Three different tales, the first a beautiful evocation of D’Alembert’s life and love and whose three types of narration shouldn’€t work in combination yet somehow do regardless, the second the conjunction of an imaginary travelogue through the then known (18th century) planets of the Solar System and the story of a man who seems to inhabit a sequel to a tale he has been reading about someone with his own name, the third a series of stories within stories within stories told by a character invented by the narrator of another book entirely (a book moreover which exists entirely outwith the covers of the one being read,) all reflecting on each other and on the nature of existence. Not for nothing is the sub-title of the overall D’Alembert’s Principle, Memory, Reason and Imagination. Yet reading it is never a chore, nor difficult.

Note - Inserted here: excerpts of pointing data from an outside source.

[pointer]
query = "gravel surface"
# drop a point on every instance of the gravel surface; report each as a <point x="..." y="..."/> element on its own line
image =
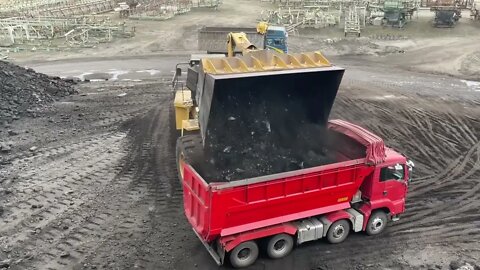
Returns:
<point x="100" y="190"/>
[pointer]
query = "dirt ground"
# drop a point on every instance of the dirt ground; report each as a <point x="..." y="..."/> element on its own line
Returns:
<point x="100" y="191"/>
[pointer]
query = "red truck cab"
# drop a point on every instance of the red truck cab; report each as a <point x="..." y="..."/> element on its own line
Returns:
<point x="364" y="189"/>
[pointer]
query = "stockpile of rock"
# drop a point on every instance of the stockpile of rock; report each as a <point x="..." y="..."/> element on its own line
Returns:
<point x="23" y="91"/>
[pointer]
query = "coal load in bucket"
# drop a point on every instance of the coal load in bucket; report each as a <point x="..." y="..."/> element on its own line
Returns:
<point x="266" y="122"/>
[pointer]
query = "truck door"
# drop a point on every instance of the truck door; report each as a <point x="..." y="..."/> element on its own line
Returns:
<point x="394" y="184"/>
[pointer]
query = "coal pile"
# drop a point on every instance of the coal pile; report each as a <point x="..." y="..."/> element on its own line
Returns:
<point x="24" y="91"/>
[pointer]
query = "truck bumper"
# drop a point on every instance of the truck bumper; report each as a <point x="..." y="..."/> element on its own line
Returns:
<point x="216" y="257"/>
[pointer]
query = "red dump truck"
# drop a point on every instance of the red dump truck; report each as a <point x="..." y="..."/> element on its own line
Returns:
<point x="286" y="209"/>
<point x="266" y="106"/>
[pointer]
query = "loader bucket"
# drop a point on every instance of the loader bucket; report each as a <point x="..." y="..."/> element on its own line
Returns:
<point x="238" y="109"/>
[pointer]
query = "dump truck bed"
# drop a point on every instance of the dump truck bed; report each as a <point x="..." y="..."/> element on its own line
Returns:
<point x="222" y="209"/>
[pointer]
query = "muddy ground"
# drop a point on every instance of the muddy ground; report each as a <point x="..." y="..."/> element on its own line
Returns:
<point x="99" y="190"/>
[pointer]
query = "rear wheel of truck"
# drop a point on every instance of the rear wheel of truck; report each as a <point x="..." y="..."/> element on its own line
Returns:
<point x="279" y="246"/>
<point x="338" y="231"/>
<point x="377" y="223"/>
<point x="189" y="150"/>
<point x="244" y="254"/>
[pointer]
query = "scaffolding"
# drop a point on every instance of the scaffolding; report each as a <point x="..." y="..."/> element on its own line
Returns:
<point x="47" y="31"/>
<point x="55" y="8"/>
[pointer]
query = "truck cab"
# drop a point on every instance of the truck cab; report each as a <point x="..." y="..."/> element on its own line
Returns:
<point x="386" y="188"/>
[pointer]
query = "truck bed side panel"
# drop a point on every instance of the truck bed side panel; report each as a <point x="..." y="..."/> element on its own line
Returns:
<point x="213" y="211"/>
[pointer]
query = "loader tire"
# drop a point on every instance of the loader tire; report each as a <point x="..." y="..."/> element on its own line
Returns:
<point x="377" y="223"/>
<point x="189" y="150"/>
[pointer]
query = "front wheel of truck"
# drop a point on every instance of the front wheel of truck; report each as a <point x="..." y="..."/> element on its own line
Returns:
<point x="244" y="254"/>
<point x="377" y="223"/>
<point x="338" y="231"/>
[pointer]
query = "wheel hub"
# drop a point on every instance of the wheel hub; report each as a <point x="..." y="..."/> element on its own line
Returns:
<point x="279" y="245"/>
<point x="338" y="231"/>
<point x="377" y="224"/>
<point x="244" y="254"/>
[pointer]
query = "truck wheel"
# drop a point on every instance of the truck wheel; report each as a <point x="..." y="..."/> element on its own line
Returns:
<point x="338" y="231"/>
<point x="279" y="246"/>
<point x="244" y="254"/>
<point x="377" y="223"/>
<point x="189" y="150"/>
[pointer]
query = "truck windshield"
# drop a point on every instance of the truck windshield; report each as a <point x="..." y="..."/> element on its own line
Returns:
<point x="392" y="173"/>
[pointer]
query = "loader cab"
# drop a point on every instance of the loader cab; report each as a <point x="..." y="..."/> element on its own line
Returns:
<point x="276" y="38"/>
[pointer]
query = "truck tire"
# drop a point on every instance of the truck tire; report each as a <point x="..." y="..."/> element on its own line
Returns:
<point x="377" y="223"/>
<point x="338" y="231"/>
<point x="279" y="246"/>
<point x="188" y="150"/>
<point x="244" y="254"/>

The prose flows as smoothly as anyone could wish.

Crumey manages in his fiction to use scientific concepts as metaphors without these seeming forced and to illustrate quantum mechanical ideas about the nature of reality in novelistic form, expressing them entirely naturally. (Or is it just that, as a scientist myself, these seem unexceptional?)

D’Alembert’s Principle is 203 pages of virtuosity and skill. The Introduction by John Clute – which, in case of spoilers, I took care not to read till after the novel itself – describes it as astonishing. Well, only if you have not read other novels by Crumey. This is the fifth of his novels I have read and they are, without exception, excellent.